Für die katholische Provinzpresse bot dieser heilige Krieg auch eine Chance, die religiöse Disziplin in der Heimat zu festigen, um dem säkularen Einfluss der Revolution entgegenzuwirken und die Kirche wieder ins Zentrum des nationalen Lebens zu rücken. Franzosen, die 1848 auf entgegengesetzten Seiten der Barrikaden gestanden hatten, sollten nun durch die Verteidigung ihres Glaubens wiedervereinigt werden.39

Napoleon machte sich diese Idee zunutze. Zweifellos glaubte er, dass ein glorreicher Krieg die Nation mit der tyrannischen Armee seines Staatsstreichs versöhnen werde. Sein Enthusiasmus wurde jedoch nie wirklich vom französischen Volk geteilt, das dem Streit um das Heilige Land und der Orientalischen Frage gegenüber insgesamt gleichgültig blieb, sogar nachdem es von der Schlacht bei Sinope erfahren hatte. Napoleon sprach davon, den »Pfad der Ehre« einzuschlagen und die russische Aggression zu bekämpfen; und es war die Presse, welche die »Empörung der französischen Öffentlichkeit« zum Ausdruck brachte. Doch laut den Berichten der Ortspräfekten waren die gewöhnlichen Menschen ungerührt. Obwohl die Franzosen in viel größerer Zahl als die Briten auf der Krim kämpfen und sterben sollten, waren sie über die Kriegsursachen nie so aufgebracht wie ihre Verbündeten. Im Gegenteil, ihnen missfiel der Gedanke an einen Krieg, in dem sie mit den Engländern, ihren traditionellen Feinden, alliiert sein würden. Weithin herrschte die Meinung, Frankreich werde in einen Krieg für britische Imperialinteressen hineingezogen ein Thema, das die Opposition gegen Napoleon immer wieder ansprach und dafür den Preis zahlen. Insbesondere die Geschäftswelt lehnte den Krieg ab, da sie mit höheren Steuern und einer Belastung der Wirtschaft rechnete. Man sagte voraus, der Krieg werde vor Ablauf eines Jahres so unpopulär sein, dass Frankreich keine andere Wahl haben werde, als um Frieden nachzusuchen.

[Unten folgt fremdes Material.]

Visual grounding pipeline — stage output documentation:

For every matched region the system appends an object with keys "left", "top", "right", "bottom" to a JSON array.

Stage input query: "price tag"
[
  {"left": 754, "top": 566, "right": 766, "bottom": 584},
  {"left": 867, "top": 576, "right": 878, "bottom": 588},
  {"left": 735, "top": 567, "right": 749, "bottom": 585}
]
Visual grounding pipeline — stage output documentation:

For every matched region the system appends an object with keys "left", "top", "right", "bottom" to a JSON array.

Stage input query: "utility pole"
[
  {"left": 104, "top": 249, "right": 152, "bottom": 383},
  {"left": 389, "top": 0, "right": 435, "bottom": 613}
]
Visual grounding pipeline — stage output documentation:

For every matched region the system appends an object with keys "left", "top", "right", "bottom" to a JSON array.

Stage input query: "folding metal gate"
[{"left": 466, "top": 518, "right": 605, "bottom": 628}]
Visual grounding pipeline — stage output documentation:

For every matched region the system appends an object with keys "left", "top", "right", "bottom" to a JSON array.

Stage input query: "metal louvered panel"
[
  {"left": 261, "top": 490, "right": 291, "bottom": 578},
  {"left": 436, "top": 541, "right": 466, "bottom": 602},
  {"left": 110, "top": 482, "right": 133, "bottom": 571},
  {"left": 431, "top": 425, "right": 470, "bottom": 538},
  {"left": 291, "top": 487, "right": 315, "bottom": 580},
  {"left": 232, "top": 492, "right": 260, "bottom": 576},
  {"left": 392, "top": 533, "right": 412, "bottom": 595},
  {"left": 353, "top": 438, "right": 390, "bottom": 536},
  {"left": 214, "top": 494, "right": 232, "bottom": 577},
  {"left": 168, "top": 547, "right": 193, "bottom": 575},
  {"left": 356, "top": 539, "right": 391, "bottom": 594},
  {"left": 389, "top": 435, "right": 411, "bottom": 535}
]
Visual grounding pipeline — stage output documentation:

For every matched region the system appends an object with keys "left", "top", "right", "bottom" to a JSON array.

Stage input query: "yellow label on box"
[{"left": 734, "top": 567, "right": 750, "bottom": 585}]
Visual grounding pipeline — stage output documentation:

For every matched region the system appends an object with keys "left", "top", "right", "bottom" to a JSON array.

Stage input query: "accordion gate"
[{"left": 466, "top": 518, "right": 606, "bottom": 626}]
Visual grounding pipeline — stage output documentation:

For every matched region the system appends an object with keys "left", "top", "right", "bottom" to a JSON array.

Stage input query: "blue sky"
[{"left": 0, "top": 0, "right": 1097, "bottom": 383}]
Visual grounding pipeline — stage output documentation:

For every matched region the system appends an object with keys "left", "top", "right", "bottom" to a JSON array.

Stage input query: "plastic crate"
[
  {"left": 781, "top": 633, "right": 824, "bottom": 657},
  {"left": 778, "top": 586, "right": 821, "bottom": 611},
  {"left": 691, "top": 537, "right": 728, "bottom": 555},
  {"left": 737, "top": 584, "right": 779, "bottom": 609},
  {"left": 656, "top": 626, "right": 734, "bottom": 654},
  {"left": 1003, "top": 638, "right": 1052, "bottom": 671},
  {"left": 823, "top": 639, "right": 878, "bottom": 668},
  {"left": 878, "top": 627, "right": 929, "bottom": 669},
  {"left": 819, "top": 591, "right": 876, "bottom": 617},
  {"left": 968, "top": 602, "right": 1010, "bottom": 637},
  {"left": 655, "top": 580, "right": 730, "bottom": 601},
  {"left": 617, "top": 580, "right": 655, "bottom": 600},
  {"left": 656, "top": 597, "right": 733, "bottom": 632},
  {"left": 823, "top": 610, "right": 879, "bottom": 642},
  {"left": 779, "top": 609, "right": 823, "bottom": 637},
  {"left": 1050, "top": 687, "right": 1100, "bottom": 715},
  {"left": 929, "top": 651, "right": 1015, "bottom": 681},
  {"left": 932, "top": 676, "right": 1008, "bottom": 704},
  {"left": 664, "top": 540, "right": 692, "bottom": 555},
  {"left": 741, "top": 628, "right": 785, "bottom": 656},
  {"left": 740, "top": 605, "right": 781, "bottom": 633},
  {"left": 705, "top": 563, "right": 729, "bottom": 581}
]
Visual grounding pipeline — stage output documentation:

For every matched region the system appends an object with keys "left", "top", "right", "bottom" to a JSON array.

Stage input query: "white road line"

Gegen Ende Januar hatten Antikriegsgefühle auch auf das Gefolge des Kaisers übergegriffen. Auf einer Versammlung hoher Amtsträger, die Napoleon einberufen hatte, um über den russischen Protest gegen die Ankunft der französischen und britischen Flotte am 4. Januar im Schwarzen Meer zu sprechen, empfahlen zwei der engsten politischen Verbündeten des Kaisers, Finanzminister Jean Bineau und Staatsrat Achille Fould, eine Einigung mit Russland, um ein Abgleiten in den Krieg zu verhindern. Sie waren besorgt über den Mangel an militärischen Vorbereitungen, denn die Armee war in den ersten Monaten des Jahres 1854 weder mobilisiert noch kriegsbereit, da man sie verringert hatte, um britische Ängste vor einer französischen Invasion nach dem Putsch vom Dezember 1851 auszuräumen. Bineau drohte für den Fall des Kriegsausbruchs sogar mit Rücktritt, da es unmöglich sein werde, die erforderlichen Steuern ohne größere soziale Unruhen zu erheben (eine Drohung, die er nicht wahrmachte). Napoleon sah sich durch diese abweichenden Stimmen so weit ernüchtert, dass er seine Kriegspläne noch einmal überdachte und die Suche nach einer diplomatischen Beilegung der Krise erneuerte. Am 29. Januar schrieb er direkt an den Zaren und bot an, mit Vermittlung Österreichs ein Abkommen auszuhandeln. Als Grundlage dafür könne das Angebot der Franzosen und Briten dienen, ihre Flotten aus dem Schwarzen Meer zurückzubeordern, wenn der Zar seine Soldaten aus den Donaufürstentümern abzog. Napoleons Schreiben wurde umgehend veröffentlicht, womit er der besorgten französischen Öffentlichkeit beweisen wollte, dass er sich mit allen Kräften für den Frieden einsetzte, wie er Baron Hübner, dem österreichischen Botschafter in Paris, anvertraute.40

Palmerston und seine Kriegspartei behielten die Franzosen aufmerksam im Auge. Ihre Befürchtung war, dass Napoleon einer militärischen Konfrontation mit Russland in letzter Minute ausweichen würde, und sie setzten alle ihnen zur Verfügung stehenden Mittel ein, um seine Entschlossenheit zu festigen und seine Bemühungen um eine diplomatische Lösung zu untergraben. Nicht die Franzosen, sondern die Briten wollten den Krieg, und sie machten sich Anfang 1854 am energischsten dafür stark.

* * *

Den Briten wurde ihre Aufgabe durch die Unversöhnlichkeit des Zaren erleichtert. Am 16. Februar brach Russland die Beziehungen zu Großbritannien und Frankreich ab und rief die Botschafter aus London und Paris zurück. Fünf Tage später lehnte der Zar Napoleons Vorschlag für ein Quid pro quo zum Schwarzen Meer und den Fürstentümern ab. Stattdessen regte er an, dass die westlichen Flotten die Türken daran hindern sollten, Waffen an die russischen Schwarzmeerküsten zu befördern ein klarer Hinweis auf die Ursachen von Sinope. Allein unter dieser Bedingung sei er bereit, mit den Gesandten der Hohen Pforte in St. Petersburg zu verhandeln. Da Nikolaus wusste, dass er mit seiner trotzigen Haltung einen Krieg provozierte, warnte er Napoleon, Russland werde im Jahr 1854 dasselbe sein wie im Jahr 1812.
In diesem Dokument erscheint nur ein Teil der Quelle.